Proteomics Unit, CIC bioGUNE, Derio, Bizkaia, Spain.
PLoS One. 2011;6(6):e21352. doi: 10.1371/journal.pone.0021352. Epub 2011 Jun 21.
Since RNA interference (RNAi) has the potential to discriminate between single nucleotide changes, there is growing interest in the use of RNAi as a promising therapeutical approach to target dominant disease-associated alleles. Mutations in the leucine-rich repeat kinase 2 (LRRK2) gene have been linked to dominantly inherited Parkinson's disease (PD). We focused on three LRRK2 mutations (R1441G/C and the more prevalent G2109S) hoping to identify shRNAs that would both recognize and efficiently silence the mutated alleles preferentially over the wild-type alleles. Using a luciferase-based reporter system, we identified shRNAs that were able to specifically target the R1441G and R1441C alleles with 80% silencing efficiency. The same shRNAs were able to silence specifically mRNAs encoding either partial or full-length mutant LRRK2 fusion proteins, while having a minimal effect on endogenous wild-type LRRK2 expression when transfected in 293FT cells. Shifting of the mutant recognition site (MRS) from position 11 to other sites (4 and 16, within the 19-mer window of our shRNA design) reduced specificity and overall silencing efficiency. Developing an allele-specific RNAi of G2019S was problematic. Placement of the MRS at position 10 resulted in efficient silencing of reporters (75-80%), but failed to discriminate between mutant and wild-type alleles. Shifting of the MRS to positions 4, 5, 15, 16 increased the specificity of the shRNAs, but reduced the overall silencing efficiency. Consistent with previous reports, these data confirm that MRS placement influences both allele-specificity and silencing strength of shRNAs, while further modification to hairpin design or MRS position may lead to the development of effective G2019S shRNAs. In summary, the effective shRNA against LRRK2 R1441 alleles described herein suggests that RNAi-based therapy of inherited Parkinson's disease is a viable approach towards developing effective therapeutic interventions for this serious neurodegenerative disease.

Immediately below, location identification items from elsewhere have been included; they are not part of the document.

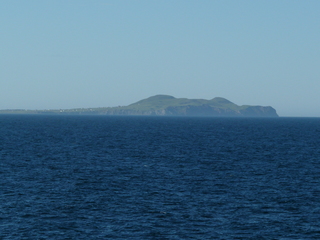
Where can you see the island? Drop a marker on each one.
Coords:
(165, 105)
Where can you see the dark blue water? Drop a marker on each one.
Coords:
(97, 177)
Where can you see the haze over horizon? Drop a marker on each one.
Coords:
(75, 53)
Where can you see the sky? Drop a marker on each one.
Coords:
(61, 54)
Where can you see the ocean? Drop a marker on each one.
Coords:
(108, 177)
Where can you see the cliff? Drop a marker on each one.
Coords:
(164, 105)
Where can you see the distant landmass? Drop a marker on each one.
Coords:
(165, 105)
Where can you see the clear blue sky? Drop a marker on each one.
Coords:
(97, 53)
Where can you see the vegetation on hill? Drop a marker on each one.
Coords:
(166, 105)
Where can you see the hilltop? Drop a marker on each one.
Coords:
(165, 105)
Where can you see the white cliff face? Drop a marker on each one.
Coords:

由于 RNA 干扰 (RNAi) 具有区分单核苷酸变化的潜力,因此人们越来越感兴趣地将 RNAi 用作针对显性疾病相关等位基因的有前途的治疗方法。富含亮氨酸重复激酶 2 (LRRK2) 基因的突变与显性遗传性帕金森病 (PD) 有关。我们专注于三种 LRRK2 突变(R1441G/C 和更常见的 G2109S),希望找到既能识别又能有效地沉默突变等位基因,而对野生型等位基因选择性沉默的 shRNA。我们使用基于荧光素酶的报告系统,鉴定了能够特异性靶向 R1441G 和 R1441C 等位基因的 shRNA,其沉默效率达到 80%。相同的 shRNA 能够特异性沉默编码部分或全长突变 LRRK2 融合蛋白的 mRNA,而在转染 293FT 细胞时对内源性野生型 LRRK2 表达的影响最小。突变识别位点 (MRS) 从位置 11 转移到其他位置(4 和 16,在我们 shRNA 设计的 19 个碱基窗口内)降低了特异性和整体沉默效率。开发 G2019S 的等位基因特异性 RNAi 存在问题。将 MRS 放置在位置 10 会导致报告器的有效沉默(75-80%),但无法区分突变型和野生型等位基因。将 MRS 移至位置 4、5、15、16 会提高 shRNA 的特异性,但降低整体沉默效率。与先前的报道一致,这些数据证实 MRS 位置既影响 shRNA 的等位基因特异性和沉默强度,进一步修饰发夹设计或 MRS 位置可能会导致开发有效的 G2019S shRNA。总之,本文描述的针对 LRRK2 R1441 等位基因的有效 shRNA 表明,基于 RNAi 的遗传性帕金森病治疗是开发针对这种严重神经退行性疾病的有效治疗干预措施的可行方法。